St. Martin’s students help with ‘newt commute’ at Lacey ponds
A group of biology students at St. Martin’s University in Lacey found a way to bring the lessons of the classroom out to the field — and help some small amphibians along the way.
The City of Lacey and the Washington Department of Fish and Wildlife had set up fences around a set of ponds near the St. Martin’s campus, to keep an invasive species, the African clawed frog, from spreading.
But Megan Friesen, an assistant professor of biology at St. Martin’s, said the fences had an unintended consequence for a native species of newts.
“The newts go into freshwater — they migrate there annually to reproduce,” she said. “And those fences were causing a barrier that was preventing them from getting into the ponds to reproduce.”
Friesen says this is exactly the kind of question her students study in her conservation biology class.
“This seemed kind of just like a really interesting conversation conundrum where we are trying to prevent the invasion of a potentially harmful predator, but in doing so causing harm to a native amphibian,” she said.
So Friesen asked her conservation biology students if they wanted to help. The students responded enthusiastically — and for weeks, they’ve been acting as a kind of ‘taxi cab’ for the newts. In their free time, the students are going out and picking the newts up by hand, carrying them over the fences to the ponds in buckets, and gently releasing them into the water.

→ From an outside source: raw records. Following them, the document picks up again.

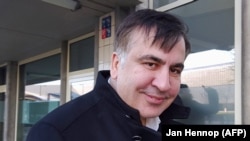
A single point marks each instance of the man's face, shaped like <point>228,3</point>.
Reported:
<point>149,78</point>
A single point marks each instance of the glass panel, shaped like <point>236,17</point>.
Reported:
<point>39,92</point>
<point>2,101</point>
<point>2,75</point>
<point>82,54</point>
<point>81,86</point>
<point>209,69</point>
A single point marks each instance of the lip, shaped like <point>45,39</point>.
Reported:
<point>154,99</point>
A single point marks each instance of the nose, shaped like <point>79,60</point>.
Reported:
<point>162,80</point>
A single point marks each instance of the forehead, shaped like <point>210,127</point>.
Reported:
<point>140,35</point>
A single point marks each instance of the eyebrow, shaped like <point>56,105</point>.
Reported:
<point>159,60</point>
<point>153,58</point>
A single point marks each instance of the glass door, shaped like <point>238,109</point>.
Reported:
<point>2,99</point>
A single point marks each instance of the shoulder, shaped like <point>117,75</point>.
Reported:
<point>66,114</point>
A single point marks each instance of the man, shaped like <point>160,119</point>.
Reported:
<point>138,94</point>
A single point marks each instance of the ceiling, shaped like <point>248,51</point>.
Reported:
<point>32,27</point>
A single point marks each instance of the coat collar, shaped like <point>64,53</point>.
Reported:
<point>176,110</point>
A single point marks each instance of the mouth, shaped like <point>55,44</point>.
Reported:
<point>156,100</point>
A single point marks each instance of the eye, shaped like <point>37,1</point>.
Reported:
<point>150,65</point>
<point>175,71</point>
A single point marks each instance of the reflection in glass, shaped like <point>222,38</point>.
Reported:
<point>39,92</point>
<point>2,102</point>
<point>81,87</point>
<point>210,66</point>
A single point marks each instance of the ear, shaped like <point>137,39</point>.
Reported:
<point>115,62</point>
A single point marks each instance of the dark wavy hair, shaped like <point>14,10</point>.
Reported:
<point>168,30</point>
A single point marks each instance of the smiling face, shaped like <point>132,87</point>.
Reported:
<point>149,77</point>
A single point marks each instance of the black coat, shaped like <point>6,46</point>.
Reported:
<point>99,116</point>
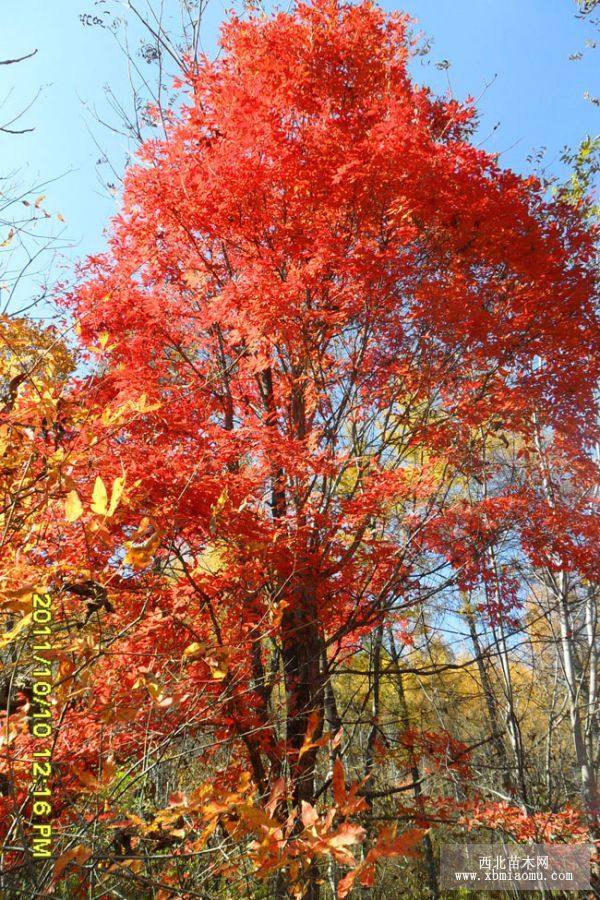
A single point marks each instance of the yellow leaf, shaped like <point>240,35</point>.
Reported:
<point>99,497</point>
<point>78,855</point>
<point>194,650</point>
<point>11,235</point>
<point>73,506</point>
<point>9,636</point>
<point>116,493</point>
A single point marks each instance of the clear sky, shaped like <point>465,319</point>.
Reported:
<point>511,54</point>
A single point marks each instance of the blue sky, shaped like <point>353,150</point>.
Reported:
<point>511,54</point>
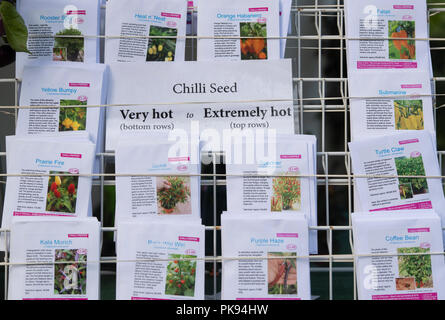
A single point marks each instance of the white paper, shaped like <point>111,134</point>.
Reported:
<point>387,19</point>
<point>235,19</point>
<point>285,8</point>
<point>166,276</point>
<point>145,196</point>
<point>53,242</point>
<point>265,236</point>
<point>137,19</point>
<point>200,97</point>
<point>46,18</point>
<point>403,277</point>
<point>58,85</point>
<point>403,154</point>
<point>386,105</point>
<point>34,196</point>
<point>292,155</point>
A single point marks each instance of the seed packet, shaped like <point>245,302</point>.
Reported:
<point>192,17</point>
<point>210,98</point>
<point>285,8</point>
<point>160,259</point>
<point>72,87</point>
<point>403,155</point>
<point>69,253</point>
<point>289,184</point>
<point>138,20</point>
<point>237,21</point>
<point>383,19</point>
<point>48,18</point>
<point>273,257</point>
<point>172,191</point>
<point>392,104</point>
<point>62,193</point>
<point>393,256</point>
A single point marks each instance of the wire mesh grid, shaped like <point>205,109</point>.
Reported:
<point>317,48</point>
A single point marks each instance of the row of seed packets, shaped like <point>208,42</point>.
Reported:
<point>397,225</point>
<point>135,30</point>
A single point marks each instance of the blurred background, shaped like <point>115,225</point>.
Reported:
<point>319,69</point>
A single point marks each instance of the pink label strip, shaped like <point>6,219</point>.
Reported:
<point>408,141</point>
<point>179,159</point>
<point>71,155</point>
<point>418,230</point>
<point>411,86</point>
<point>36,214</point>
<point>386,65</point>
<point>192,239</point>
<point>287,235</point>
<point>78,235</point>
<point>403,7</point>
<point>171,15</point>
<point>263,9</point>
<point>407,296</point>
<point>411,206</point>
<point>82,85</point>
<point>268,299</point>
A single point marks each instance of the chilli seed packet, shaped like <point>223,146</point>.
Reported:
<point>395,255</point>
<point>289,185</point>
<point>393,162</point>
<point>273,257</point>
<point>174,189</point>
<point>45,179</point>
<point>232,23</point>
<point>69,253</point>
<point>383,19</point>
<point>385,105</point>
<point>48,18</point>
<point>161,258</point>
<point>142,24</point>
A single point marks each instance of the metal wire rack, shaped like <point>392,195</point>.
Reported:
<point>318,51</point>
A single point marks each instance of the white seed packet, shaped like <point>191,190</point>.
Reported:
<point>387,105</point>
<point>135,20</point>
<point>174,191</point>
<point>160,259</point>
<point>234,20</point>
<point>285,9</point>
<point>48,18</point>
<point>264,239</point>
<point>71,86</point>
<point>392,270</point>
<point>64,196</point>
<point>192,17</point>
<point>383,19</point>
<point>292,158</point>
<point>209,98</point>
<point>405,154</point>
<point>69,253</point>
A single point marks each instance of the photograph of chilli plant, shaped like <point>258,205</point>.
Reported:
<point>286,194</point>
<point>62,193</point>
<point>72,119</point>
<point>74,46</point>
<point>70,278</point>
<point>181,276</point>
<point>160,49</point>
<point>253,48</point>
<point>174,195</point>
<point>408,114</point>
<point>402,48</point>
<point>416,266</point>
<point>282,273</point>
<point>412,166</point>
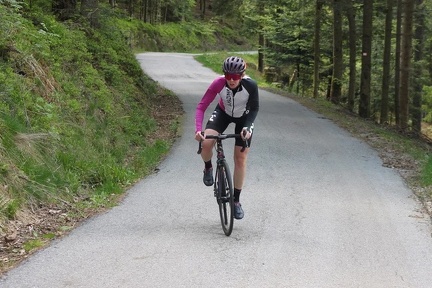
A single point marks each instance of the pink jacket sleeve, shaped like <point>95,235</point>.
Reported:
<point>213,90</point>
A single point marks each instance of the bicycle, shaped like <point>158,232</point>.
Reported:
<point>223,185</point>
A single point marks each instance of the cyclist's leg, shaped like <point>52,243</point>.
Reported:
<point>240,158</point>
<point>215,125</point>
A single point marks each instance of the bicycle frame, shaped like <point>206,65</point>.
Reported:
<point>223,185</point>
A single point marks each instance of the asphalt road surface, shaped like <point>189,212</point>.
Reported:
<point>320,211</point>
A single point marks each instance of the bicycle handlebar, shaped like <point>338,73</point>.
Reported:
<point>223,137</point>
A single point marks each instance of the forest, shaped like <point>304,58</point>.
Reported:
<point>372,57</point>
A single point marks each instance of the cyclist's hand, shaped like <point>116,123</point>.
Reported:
<point>199,136</point>
<point>245,134</point>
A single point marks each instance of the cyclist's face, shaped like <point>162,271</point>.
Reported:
<point>233,83</point>
<point>233,80</point>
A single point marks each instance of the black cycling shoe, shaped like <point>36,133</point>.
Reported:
<point>208,177</point>
<point>238,211</point>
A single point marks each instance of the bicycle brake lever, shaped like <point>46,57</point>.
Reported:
<point>199,148</point>
<point>200,145</point>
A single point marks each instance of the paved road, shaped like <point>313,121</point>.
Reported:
<point>320,211</point>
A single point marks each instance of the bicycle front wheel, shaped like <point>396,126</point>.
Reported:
<point>225,197</point>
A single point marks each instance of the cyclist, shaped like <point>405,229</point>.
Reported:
<point>238,103</point>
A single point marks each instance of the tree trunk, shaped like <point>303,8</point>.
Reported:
<point>397,62</point>
<point>418,57</point>
<point>317,58</point>
<point>336,87</point>
<point>353,53</point>
<point>64,9</point>
<point>261,39</point>
<point>386,63</point>
<point>406,42</point>
<point>90,11</point>
<point>365,81</point>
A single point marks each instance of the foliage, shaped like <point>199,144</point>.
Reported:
<point>74,110</point>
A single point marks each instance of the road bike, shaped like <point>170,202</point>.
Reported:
<point>223,185</point>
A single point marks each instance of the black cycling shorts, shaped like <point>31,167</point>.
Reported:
<point>219,121</point>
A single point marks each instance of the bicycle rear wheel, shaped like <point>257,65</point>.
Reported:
<point>225,197</point>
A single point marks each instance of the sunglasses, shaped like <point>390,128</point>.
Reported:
<point>235,77</point>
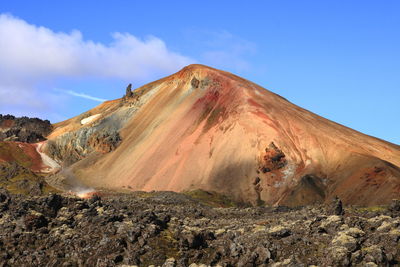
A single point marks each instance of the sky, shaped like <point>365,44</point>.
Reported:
<point>339,59</point>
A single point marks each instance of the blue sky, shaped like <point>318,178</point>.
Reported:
<point>339,59</point>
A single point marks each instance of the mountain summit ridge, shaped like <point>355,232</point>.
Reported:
<point>202,128</point>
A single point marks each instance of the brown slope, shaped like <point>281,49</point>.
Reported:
<point>209,129</point>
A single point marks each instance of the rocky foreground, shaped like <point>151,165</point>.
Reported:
<point>170,229</point>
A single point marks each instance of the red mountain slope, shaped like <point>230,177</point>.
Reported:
<point>209,129</point>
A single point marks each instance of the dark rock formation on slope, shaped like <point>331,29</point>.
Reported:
<point>203,128</point>
<point>23,129</point>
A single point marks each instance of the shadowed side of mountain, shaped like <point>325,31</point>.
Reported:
<point>207,129</point>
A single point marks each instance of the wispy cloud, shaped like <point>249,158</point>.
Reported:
<point>31,56</point>
<point>82,95</point>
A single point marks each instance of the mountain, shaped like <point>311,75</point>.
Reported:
<point>202,128</point>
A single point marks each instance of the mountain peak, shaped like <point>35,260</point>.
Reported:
<point>203,128</point>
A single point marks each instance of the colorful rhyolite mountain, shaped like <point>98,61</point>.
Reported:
<point>203,128</point>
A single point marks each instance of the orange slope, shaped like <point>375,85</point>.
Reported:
<point>209,129</point>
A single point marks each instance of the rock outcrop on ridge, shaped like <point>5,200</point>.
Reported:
<point>203,128</point>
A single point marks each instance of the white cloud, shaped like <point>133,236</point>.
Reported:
<point>81,95</point>
<point>30,55</point>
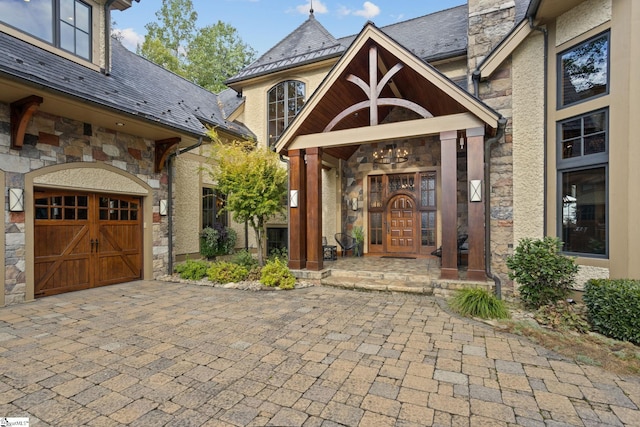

“They have been going out almost every day of the week and walking the perimeter of those fences, collecting newts that are trying to get into the pond to breed and carrying them over,” she said.
Since early March, the biology students have helped about a thousand newts with their ‘commute.’
The newt migration is starting to slow a little now, and soon the students will get out for summer vacation — but a few research students staying in Lacey have already pledged to monitor the newts over the summer, just in case there are any more than need help jumping the fence.
For the students, Friesen says it’s been great to see up-close and personal the dilemmas that conservationists face. And for about a thousand newts, it has meant the chance to start a family.
“This is a really cool way for our students to be able to see firsthand some of the things we’ve been learning about in class — and to also make an actual difference,” Friesen said.